Beberapa hari... makanan ini cukup untuk berapa hari?

“Si Pemalas, kau kenapa hari ini?” Pemuda itu melihat gadis itu bahkan tak bereaksi saat melihat anggur persik, hatinya jadi khawatir, “Kalau ada apa-apa, katakan saja pada kakak, walau kakak tak hebat, aku pasti akan berusaha membantumu.”

Benar, aku memang Wang Xiaolan. Benar, dia memang kakak senior. Tak mengapa, yang penting masih hidup, apalagi kini sudah di aliran Xuan, tadi juga tampaknya aku punya sedikit kemampuan, mungkin bisa balas dendam pada si brengsek itu.

Mulai hari ini, aku akan hidup kembali sebagai Wang Xiaolan, murid aliran Xuan.

Gadis itu—tidak, sekarang Wang Xiaolan—memikirkan semua itu, senyum perlahan menghiasi wajahnya, “Beberapa hari ini aku memang susah.” Sebenarnya ia ingin tersenyum dan menjelaskan keadaannya sekarang, berharap kakak senior bercerita lebih banyak, tapi baru bicara begitu ia teringat hidupnya yang lalu, senyum itu berubah jadi tangis, air mata mengalir deras.

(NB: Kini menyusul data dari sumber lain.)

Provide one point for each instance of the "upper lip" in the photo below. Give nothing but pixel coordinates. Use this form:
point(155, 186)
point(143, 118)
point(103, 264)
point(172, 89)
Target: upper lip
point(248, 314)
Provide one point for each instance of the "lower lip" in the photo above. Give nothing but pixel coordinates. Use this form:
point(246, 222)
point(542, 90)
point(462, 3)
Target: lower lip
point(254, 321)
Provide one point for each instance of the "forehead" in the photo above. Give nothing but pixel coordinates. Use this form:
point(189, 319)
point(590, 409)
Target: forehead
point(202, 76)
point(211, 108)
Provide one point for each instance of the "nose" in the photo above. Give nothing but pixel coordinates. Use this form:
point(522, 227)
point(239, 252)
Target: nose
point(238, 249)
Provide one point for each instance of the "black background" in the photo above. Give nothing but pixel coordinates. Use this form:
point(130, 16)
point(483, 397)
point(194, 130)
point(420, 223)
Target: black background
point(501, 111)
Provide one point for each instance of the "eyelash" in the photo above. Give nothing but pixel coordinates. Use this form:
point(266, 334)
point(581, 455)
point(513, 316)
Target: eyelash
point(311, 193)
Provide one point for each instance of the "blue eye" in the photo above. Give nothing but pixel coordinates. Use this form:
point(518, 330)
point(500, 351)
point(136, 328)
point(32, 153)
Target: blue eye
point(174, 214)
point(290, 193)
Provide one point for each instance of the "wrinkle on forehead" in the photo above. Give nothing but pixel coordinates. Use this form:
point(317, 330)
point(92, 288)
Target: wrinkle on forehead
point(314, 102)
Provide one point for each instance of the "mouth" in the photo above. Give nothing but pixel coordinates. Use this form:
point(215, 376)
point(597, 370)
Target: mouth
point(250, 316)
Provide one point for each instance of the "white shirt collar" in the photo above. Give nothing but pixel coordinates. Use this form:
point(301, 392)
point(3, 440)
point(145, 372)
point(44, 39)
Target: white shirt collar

Kakak senior itu tertegun, “Dari dulu kulihat kau kotor begini pun tak pernah mengeluh, pasti bulan ini kau mengalami sesuatu yang membuatmu patah semangat, tapi aku tak berani bertanya... Apa yang terjadi? Katakan saja, kakak akan membantumu!”

“Ketemu kakak saja sudah cukup.” Wang Xiaolan tak ingin membuat orang lain khawatir, buru-buru mengangkat kepala dan tersenyum paksa, lalu matanya tertumbuk pada kendi anggur persik, senyumnya jadi tulus, “Semua kesusahan itu tak seberapa, yang penting aku masih hidup, dan kakak membawakan anggur Paman Ketujuh.” Sambil bicara, ia membuka segel tanah liat, menenggak setengahnya.

Aroma anggur persik manis dan harum, mengalir lembut di lidah, pantas saja sangat dijaga.

“Kakak, kau juga harus minum.” Jika itu barang berharga, harus dinikmati bersama.

Kakak senior itu sempat bengong, wajahnya merah padam, bibirnya bergerak tanpa suara, bahkan telinganya ikut memerah.

Wang Xiaolan di kehidupan lalu bukan tipe lugu, cepat paham kenapa kakak senior itu malu, jadi ia tak mempermalukan lebih jauh, hanya menutup kendi baik-baik dan meletakkannya di samping. Sambil makan roti dan sayur, ia berpura-pura bertanya, “Bagaimana keadaan di kaki gunung?”

Kakak senior itu melirik kendi anggur, buru-buru berdiri dan berpura-pura memeriksa keadaan gua, “Nona Ruan Ziwen-mu beberapa hari lalu menempati urutan kedua dalam lomba pertarungan binatang, bahkan melukai harimau awan milik Xue Meiyan, sekarang mereka benar-benar bermusuhan.”

Ternyata benar ini dunia novel busuk itu, Ruan Ziwen baru saja melukai harimau Yunti milik Xue Meiyan, berarti Wang Xiaolan—alias aku—baru dikurung di Tebing Penyesalan kurang dari setahun.

Seratus tahun... mana mungkin bisa menunggu selama itu? Harus cari cara agar bisa segera turun gunung.